La mia ex accompagnatrice comincia a chiacchierare di dettagli e cose varie, ma le mie orecchie non registrano nulla di ciò che dice. Sono come immerse nell’acqua. I miei occhi, invece, sono tutti presi dai tratti di matita decisi e dalla mano che li ha tracciati sulla carta. Tratti decisi che hanno riprodotto la mia figura, avvolta da un uniforme nera simile ad una tuta aderente, ma su cui sono ben visibili gli accessori e gli strati protettivi, necessari per una combattente. Tutto, in quest’immagine, mi mostra il lavoro e la devozione che Cinna ha dimostrato nel realizzarlo. Per me.

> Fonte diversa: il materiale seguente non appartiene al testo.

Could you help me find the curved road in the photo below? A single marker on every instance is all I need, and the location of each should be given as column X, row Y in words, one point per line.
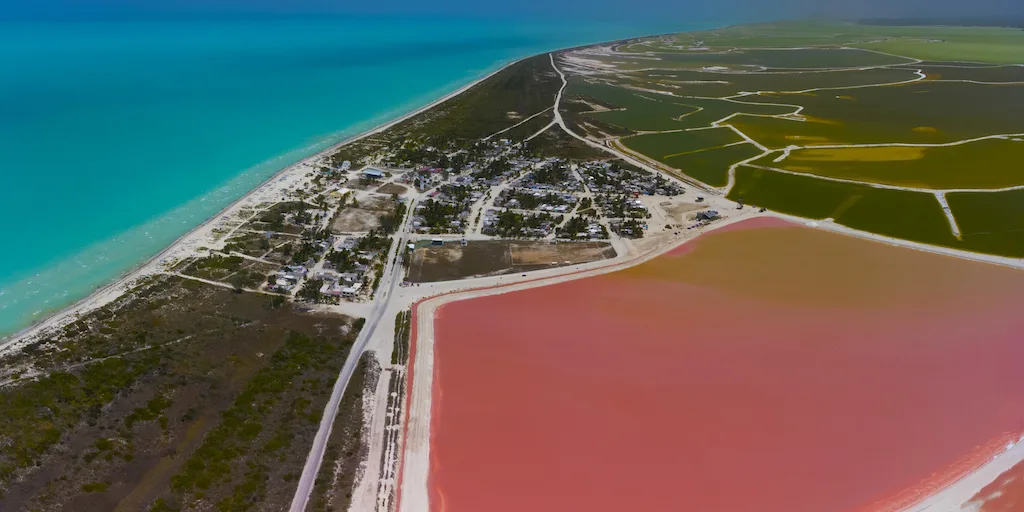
column 314, row 460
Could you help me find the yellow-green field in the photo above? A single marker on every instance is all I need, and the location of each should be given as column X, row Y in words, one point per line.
column 985, row 164
column 876, row 127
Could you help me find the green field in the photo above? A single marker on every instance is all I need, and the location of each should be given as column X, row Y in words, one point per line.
column 652, row 112
column 907, row 215
column 643, row 111
column 660, row 145
column 712, row 166
column 986, row 74
column 700, row 83
column 984, row 164
column 810, row 84
column 928, row 43
column 919, row 113
column 990, row 222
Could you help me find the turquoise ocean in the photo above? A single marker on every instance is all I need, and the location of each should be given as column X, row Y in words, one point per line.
column 117, row 137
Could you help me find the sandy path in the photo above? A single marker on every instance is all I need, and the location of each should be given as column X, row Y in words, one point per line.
column 203, row 236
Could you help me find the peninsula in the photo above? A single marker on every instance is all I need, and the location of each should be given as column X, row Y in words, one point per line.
column 741, row 265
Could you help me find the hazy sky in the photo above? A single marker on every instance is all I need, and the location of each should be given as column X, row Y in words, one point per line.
column 611, row 9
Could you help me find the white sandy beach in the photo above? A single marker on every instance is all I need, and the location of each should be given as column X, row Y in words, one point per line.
column 210, row 233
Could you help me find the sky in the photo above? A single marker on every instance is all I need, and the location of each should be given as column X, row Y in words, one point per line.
column 562, row 9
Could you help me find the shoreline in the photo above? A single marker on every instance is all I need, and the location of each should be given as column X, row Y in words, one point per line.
column 154, row 264
column 954, row 488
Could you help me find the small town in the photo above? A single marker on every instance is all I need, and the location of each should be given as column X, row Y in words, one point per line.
column 328, row 240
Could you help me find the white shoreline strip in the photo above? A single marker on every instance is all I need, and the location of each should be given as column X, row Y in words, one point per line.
column 153, row 265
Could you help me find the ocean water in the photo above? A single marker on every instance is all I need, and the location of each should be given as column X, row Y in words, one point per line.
column 117, row 137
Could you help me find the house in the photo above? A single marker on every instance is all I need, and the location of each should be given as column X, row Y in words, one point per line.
column 372, row 173
column 352, row 291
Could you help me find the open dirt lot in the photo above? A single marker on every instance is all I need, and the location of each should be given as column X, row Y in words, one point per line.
column 360, row 218
column 390, row 188
column 453, row 261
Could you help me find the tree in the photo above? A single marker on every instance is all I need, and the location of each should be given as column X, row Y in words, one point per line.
column 310, row 290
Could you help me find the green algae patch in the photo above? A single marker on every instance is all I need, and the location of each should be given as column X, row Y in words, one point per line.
column 903, row 214
column 984, row 164
column 949, row 112
column 640, row 111
column 990, row 222
column 708, row 83
column 926, row 42
column 992, row 74
column 783, row 58
column 712, row 166
column 662, row 145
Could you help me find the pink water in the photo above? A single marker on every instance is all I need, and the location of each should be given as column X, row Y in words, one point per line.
column 765, row 368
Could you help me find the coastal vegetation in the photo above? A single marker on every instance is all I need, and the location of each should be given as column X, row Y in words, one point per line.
column 177, row 394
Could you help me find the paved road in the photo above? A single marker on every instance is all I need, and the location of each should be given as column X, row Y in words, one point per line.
column 392, row 275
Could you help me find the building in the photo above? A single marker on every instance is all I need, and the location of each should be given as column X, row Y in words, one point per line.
column 351, row 291
column 372, row 173
column 708, row 215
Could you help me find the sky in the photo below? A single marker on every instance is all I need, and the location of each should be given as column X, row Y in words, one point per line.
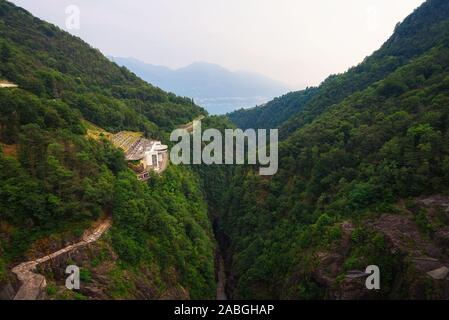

Cinna… ancora una volta è riuscito a lasciarmi senza parole.
- Dov’è Cinna adesso? – riesco a chiedere con un filo di voce.
Effie interrompe i suoi monologhi e torna a guardarmi. Il suo viso ha assunto un’espressione così grave che potrei non aver bisogno di nessuna risposta.
- Non lo sappiamo, Katniss. Sarebbe dovuto venire qui al 13, ma…
- I nostri informatori pensano che sia stato fatto prigioniero a Capitol City. Insieme alla stilista di Peeta e alla vostra squadra di preparatori – aggiunge Plutarch.
Altre persone fatte prigioniere. Altre persone che hanno sofferto, che stanno soffrendo e che soffriranno ancora. A causa della guerra, a causa dei giochi sporchi e sanguinari della capitale.
A causa mia.
- Non fare così, tesoro! Cinna non vorrebbe che piangessi per lui – mi consola Effie, asciugando le mie lacrime. – Vieni, sediamoci qui…
- Vi lasciamo un po' da sole – dice Plutarch, facendo segno alla sua assistente di seguirlo fuori dalla sala. Tempo dieci secondi, e rimaniamo solo noi due.
- Ecco, togliamo questi lacrimoni dalla faccia – Effie ha recuperato un fazzolettino dal suo vestito pieno di tasche e me lo passa sul viso, delicatamente. – Piangere così tanto non fa per niente bene alla pelle, sai? E in questo posto non c’è nulla di buono per aiutare la pelle stressata. Meno male che sono riuscita a portare qualcosa con me prima di fuggire…
Le chiacchiere frivole di Effie mi fanno sorridere almeno un pochino. – Allora l’ho rovinata per sempre, Effie. Piangere è la cosa che so fare meglio, da quando sono qui. – le dico, asciugandomi il naso sulla manica della tuta.
- È perché stai soffrendo così tanto, piccola mia. Mi dispiace… mi piange il cuore… - si ferma, non sapendo come proseguire. – Non avrei mai voluto che ti accadesse questo, Katniss. Così giovane, e la tua piccola bamb-
- No, Effie – la interrompo, stringendo gli occhi per frenare il dolore insieme alla nuova ondata di lacrime che sento già pronta per manifestarsi. – Non… non voglio parlare di lei. Non ce la faccio…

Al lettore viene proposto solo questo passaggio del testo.